Is ellipse on a sphere convex? (proof)

Question

Is 'small enough' ellipse projected on a surface of a sphere convex? By ellipse I mean a set of points 'C' with a constant sum |AC| + |BC|, A and B are the centers. By 'small enough' I mean that the radii fits into 90 degrees (I think it is not convex once you make it large enough, though the limit is probably more like 180 degrees).

It seems to me that it is indeed convex, but is there some simple proof? The mathematics I tried to do usually ends up as f(x)=arccos(a(x)) + arccos(b(x)) and it isn't quite easy to prove that that the function has a reasonable shape when a(x) is decreasing and b(x) is increasing. Is there some easy proof I have overlooked?

By convex I mean that any shortest line connecting the points on the ellipse is 'inside' the ellipse (i.e. the distance |AX| + |XB| is smaller or equal then the distance defining the ellipse for any point X of the line).

Update: I think I eventually found a solution; triangle inequality works for these 'small enough' triangles. Geometrically the problem can be somewhat shuffled, in the end I have to prove that a triangle that is 'inside' another triangle is indeed smaller; triangle inequality combined with the way of computing a distance on a sphere will do the trick.

Answer 1

Yes it is. After central projection on the plane (Klein model for sphere) you obtain usual ellipse.
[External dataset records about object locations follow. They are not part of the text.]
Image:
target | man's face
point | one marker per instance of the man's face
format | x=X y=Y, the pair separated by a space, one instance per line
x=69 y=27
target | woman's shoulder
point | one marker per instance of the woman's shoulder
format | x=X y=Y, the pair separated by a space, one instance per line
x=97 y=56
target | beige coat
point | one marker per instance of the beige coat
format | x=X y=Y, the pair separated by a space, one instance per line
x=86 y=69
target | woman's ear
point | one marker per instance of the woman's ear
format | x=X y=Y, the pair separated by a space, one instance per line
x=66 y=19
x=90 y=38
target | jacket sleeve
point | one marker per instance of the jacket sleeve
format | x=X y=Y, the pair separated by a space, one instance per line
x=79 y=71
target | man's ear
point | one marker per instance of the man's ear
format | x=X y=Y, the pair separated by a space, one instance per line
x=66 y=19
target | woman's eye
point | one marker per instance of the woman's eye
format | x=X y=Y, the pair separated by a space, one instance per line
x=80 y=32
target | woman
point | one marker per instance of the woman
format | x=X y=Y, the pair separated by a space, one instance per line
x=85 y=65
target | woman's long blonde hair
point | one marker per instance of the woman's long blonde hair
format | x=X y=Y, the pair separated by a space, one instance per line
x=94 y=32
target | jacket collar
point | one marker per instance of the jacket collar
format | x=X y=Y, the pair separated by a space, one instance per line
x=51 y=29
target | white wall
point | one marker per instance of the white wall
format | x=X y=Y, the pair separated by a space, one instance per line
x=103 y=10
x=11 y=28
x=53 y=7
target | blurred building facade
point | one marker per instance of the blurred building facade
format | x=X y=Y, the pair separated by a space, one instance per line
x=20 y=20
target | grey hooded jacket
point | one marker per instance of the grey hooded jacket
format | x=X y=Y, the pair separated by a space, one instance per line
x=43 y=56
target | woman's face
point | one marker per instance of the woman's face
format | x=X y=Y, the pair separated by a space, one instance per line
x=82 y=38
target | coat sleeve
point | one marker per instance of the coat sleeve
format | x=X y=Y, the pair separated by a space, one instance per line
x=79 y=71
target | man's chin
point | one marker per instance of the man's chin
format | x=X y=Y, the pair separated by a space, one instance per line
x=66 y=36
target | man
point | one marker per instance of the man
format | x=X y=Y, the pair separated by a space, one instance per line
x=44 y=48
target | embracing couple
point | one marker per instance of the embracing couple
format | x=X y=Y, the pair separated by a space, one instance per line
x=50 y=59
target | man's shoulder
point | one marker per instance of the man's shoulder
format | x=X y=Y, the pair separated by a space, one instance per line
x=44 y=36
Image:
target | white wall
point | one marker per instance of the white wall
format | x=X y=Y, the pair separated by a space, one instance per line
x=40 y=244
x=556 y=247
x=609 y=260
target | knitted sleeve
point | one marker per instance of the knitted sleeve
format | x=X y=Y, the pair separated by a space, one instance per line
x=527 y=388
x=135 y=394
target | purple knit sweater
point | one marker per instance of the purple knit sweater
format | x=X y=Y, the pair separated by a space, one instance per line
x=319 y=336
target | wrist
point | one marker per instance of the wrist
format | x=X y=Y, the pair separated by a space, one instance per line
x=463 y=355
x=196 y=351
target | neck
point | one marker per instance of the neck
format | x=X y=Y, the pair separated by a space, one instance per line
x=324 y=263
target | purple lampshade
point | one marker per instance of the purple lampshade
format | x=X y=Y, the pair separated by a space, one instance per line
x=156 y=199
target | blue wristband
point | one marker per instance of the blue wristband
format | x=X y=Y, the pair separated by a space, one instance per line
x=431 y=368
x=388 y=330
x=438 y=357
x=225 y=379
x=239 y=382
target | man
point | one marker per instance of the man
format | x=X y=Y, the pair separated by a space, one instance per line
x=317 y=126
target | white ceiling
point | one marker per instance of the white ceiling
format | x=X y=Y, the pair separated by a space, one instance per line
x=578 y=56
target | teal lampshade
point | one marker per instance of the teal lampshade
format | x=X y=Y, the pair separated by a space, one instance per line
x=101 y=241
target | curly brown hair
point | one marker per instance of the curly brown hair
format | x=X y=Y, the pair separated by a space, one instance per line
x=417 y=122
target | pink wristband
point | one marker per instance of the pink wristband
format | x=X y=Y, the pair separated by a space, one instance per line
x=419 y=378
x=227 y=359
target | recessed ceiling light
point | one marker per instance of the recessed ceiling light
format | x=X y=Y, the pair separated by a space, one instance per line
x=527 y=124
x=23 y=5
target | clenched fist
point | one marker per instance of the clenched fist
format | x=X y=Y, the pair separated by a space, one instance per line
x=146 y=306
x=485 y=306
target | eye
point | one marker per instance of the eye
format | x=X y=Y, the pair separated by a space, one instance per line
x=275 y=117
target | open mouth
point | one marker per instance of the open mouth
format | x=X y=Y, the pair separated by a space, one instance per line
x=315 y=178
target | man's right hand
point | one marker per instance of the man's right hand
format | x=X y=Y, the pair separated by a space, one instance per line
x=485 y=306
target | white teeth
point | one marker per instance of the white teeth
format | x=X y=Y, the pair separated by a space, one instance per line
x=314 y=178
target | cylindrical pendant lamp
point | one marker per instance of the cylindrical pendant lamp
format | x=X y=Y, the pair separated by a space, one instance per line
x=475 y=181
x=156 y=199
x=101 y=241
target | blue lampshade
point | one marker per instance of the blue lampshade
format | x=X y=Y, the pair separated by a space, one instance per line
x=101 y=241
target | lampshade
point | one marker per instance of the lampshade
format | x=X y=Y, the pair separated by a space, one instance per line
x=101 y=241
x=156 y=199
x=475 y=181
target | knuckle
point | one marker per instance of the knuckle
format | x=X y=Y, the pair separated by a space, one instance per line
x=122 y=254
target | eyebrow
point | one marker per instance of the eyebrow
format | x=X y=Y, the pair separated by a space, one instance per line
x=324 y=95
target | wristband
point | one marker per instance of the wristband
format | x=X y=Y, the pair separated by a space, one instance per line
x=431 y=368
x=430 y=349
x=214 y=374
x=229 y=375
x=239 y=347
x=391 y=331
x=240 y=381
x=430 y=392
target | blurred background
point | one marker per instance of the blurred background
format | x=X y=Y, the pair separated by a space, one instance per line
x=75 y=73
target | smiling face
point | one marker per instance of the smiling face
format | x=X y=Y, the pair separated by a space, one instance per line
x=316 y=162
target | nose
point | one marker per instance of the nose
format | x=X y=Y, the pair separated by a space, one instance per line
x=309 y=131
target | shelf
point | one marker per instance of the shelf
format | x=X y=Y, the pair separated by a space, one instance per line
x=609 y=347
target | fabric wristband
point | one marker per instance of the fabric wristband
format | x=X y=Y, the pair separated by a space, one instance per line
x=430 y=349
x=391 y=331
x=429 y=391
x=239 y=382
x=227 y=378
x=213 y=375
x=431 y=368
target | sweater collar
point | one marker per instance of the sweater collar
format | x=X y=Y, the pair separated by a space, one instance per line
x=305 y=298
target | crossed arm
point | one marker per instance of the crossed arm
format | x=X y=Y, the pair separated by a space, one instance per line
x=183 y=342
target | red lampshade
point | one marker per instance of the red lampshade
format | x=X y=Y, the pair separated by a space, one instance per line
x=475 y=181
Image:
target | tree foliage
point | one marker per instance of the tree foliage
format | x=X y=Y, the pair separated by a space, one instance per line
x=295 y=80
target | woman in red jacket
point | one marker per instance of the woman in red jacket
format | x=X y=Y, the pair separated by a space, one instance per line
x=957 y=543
Also you can show it using triangle inequality. All proofs from euclidean plane works. For example this one: Suppose $F_1$ and $F_2$ foci of the ellipse. Take any two points $A$ and $B$ inside and reflect $F_2$ with respect to the line $AB$. New point denote by $F_2'$. Take any point $X$ on the segment $AB$. Suppose ray $F_1X$ intersect the segment $F_2'A$ (the case $F_2'B$ is the same) in the point $Y$. We have, $$F_1X+F_2X=F_1X+F_2'X< F_1X+XY+YF_2'=F_1Y+YF_2'< F_1A+AY+YF_2'=F_1A+AF_2'$$

Answer 2

Note that cone over any convex figure (in particular ellipse) is convex. And intersection of convex cone with a sphere centered as the vertex of cone is spherically convex.